El sector exportador mexicano está experimentando un cambio que podría tener implicaciones importantes para el mercado inmobiliario industrial. Ya no se trata solamente de cuánto exporta México, sino de qué está produciendo y enviando al exterior.
Tan solo en julio, las exportaciones mexicanas alcanzaron un récord de 81 mil 420 millones de dólares, con un crecimiento anual de 43.7%, de acuerdo con información de INEGI. Las manufacturas distintas de las automotrices aumentaron 64.9% y sumaron 59 mil 841 millones de dólares, equivalentes a cerca de 73% de las exportaciones totales.
La tendencia no comenzó en julio. Durante la primera mitad de 2026, México ya mostraba un fuerte crecimiento en exportaciones de servidores y equipo informático hacia Estados Unidos, evidenciando cómo la expansión de la infraestructura digital norteamericana está generando nuevas oportunidades para la manufactura mexicana.
Durante los últimos años, ubicación, disponibilidad de tierra, cercanía con Estados Unidos y costos de renta dominaron buena parte de las decisiones inmobiliarias. La manufactura avanzada incorpora nuevas variables: capacidad eléctrica, calidad y redundancia del suministro, conectividad de fibra óptica e infraestructura especializada.
La tendencia también coincide con la expansión de la infraestructura digital. Querétaro, por ejemplo, incrementó 450.2% anual su inventario de data centers durante el primer trimestre de 2026, hasta 298.2 MW, de acuerdo con CBRE. La firma identifica precisamente la disponibilidad de energía y la infraestructura de red entre los factores que están redefiniendo las decisiones de localización.
El nuevo ciclo exportador podría, por ello, elevar el estándar del producto industrial. La nave del futuro no solamente tendrá que estar bien ubicada: deberá contar con la infraestructura necesaria para soportar procesos manufactureros cada vez más intensivos en tecnología y energía.

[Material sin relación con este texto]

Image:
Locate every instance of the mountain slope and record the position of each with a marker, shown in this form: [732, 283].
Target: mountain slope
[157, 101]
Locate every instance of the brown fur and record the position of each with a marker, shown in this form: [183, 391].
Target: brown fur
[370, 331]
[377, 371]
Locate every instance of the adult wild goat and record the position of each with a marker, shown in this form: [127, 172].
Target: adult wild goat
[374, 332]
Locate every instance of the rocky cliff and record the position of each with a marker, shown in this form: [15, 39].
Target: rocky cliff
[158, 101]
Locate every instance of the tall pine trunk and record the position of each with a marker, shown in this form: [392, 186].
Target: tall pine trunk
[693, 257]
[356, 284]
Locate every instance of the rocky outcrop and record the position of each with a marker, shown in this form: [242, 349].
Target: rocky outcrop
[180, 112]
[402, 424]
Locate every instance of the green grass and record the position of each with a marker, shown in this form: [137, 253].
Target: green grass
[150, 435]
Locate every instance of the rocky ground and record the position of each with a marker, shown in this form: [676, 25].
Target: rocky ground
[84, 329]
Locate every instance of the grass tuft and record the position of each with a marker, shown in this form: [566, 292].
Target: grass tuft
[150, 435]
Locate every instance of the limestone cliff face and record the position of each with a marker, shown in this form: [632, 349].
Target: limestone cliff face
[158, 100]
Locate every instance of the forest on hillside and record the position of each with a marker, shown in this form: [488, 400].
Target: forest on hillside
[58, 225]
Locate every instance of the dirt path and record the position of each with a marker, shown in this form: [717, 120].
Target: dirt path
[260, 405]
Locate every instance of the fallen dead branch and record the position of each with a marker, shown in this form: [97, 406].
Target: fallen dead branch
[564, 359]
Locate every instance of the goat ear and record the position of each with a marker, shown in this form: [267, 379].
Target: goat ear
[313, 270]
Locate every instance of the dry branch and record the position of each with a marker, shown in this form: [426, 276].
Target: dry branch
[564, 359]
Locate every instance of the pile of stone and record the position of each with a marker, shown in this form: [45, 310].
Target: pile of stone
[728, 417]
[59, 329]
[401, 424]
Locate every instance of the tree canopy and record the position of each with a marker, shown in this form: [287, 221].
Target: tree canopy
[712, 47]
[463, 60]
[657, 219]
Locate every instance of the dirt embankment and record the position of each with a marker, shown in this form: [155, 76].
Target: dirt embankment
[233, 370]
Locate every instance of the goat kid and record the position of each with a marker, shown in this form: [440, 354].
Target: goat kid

Finalmente, es importante destacar y diferenciar que ambos segmentos: Aunque los data centers y la manufactura electrónica comparten una creciente demanda de energía, conectividad e infraestructura especializada, responden a dinámicas inmobiliarias distintas, lo que genera potencialmente un incremento en la demanda de espacios inmobiliarios industriales para éstas.